Thompson's article acknowledges this concern, mostly through the voice of junior developers. Pia Torain, only two years into her career when her company told her to start using AI, noticed her coding skills weakening after just four months. "If you don't use it, you're going to lose it," she said. The article treats this as a generational worry, something the old guard doesn't share because they've already banked decades of expertise. But I think the concern runs deeper than skills.
What's at stake isn't just whether the next generation can write a for-loop by hand. It's whether they'll develop the kind of judgment that only comes from having struggled with the material directly. You can't assess code quality if you've never felt the difference between elegant and clumsy in your own fingers. You can't spot a bad architecture if you've never lived inside the consequences of one. The senior developers in Thompson's article aren't just using knowledge they accumulated years ago. They're using taste. And taste comes from direct engagement with the medium, not from managing agents who engage with it for you.
A Question Worth Sitting With
I don't think AI-assisted coding is going away. I don't think it should. The article makes a compelling case that it's enabling things that genuinely matter: small businesses that could never afford custom software can now have it. Developers can clear through backlogs that have been growing for years. Boring, repetitive code gets written in minutes instead of days.

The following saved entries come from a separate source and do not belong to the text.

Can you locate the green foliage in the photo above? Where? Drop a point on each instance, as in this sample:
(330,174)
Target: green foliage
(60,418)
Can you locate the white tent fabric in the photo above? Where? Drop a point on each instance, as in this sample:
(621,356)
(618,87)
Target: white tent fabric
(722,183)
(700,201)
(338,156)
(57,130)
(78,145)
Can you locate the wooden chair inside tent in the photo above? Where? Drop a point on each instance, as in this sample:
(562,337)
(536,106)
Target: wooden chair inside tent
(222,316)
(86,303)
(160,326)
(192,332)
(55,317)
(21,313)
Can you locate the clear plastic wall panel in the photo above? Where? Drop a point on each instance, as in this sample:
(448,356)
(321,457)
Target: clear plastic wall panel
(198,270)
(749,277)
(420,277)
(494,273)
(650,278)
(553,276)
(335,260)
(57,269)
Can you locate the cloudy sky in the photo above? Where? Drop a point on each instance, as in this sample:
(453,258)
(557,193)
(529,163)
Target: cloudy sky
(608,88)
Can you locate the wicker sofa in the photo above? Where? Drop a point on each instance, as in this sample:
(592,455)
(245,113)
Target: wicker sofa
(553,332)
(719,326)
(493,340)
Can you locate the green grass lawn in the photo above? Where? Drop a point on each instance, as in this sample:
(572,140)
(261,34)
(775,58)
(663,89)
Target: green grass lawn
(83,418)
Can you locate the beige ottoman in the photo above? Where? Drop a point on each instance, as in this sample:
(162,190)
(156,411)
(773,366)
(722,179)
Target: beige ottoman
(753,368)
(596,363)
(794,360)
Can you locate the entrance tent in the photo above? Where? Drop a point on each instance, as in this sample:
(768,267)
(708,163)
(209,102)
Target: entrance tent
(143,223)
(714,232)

But I keep coming back to Borgmann's fireplace. The question isn't whether central heating is better than a fire. By most practical measures, it obviously is. The question is what kind of life you build around each one. A thermostat doesn't structure your evening. It doesn't pull your family into the same room. It doesn't give you something to tend.
Thompson's article ends with a line that's meant to sound expansive: "Abstraction may be coming for us all." He means it as a description of the future of white-collar work, and he's probably right. But the word "abstraction" has a double meaning that the article doesn't quite reckon with. To abstract something is to remove it, to pull it away. When we abstract away the hard parts of our work, we might also be abstracting away the parts of ourselves that were formed by doing hard things.
The developers who are thrilled about their new productivity are measuring something real. But Studs Terkel would have asked them a different question. Not "how much more can you build?" but "how does it feel to build it?" The answer to that question matters more than most of us are comfortable admitting. And right now, in the rush to celebrate what AI gives us, it's a question that's barely being asked.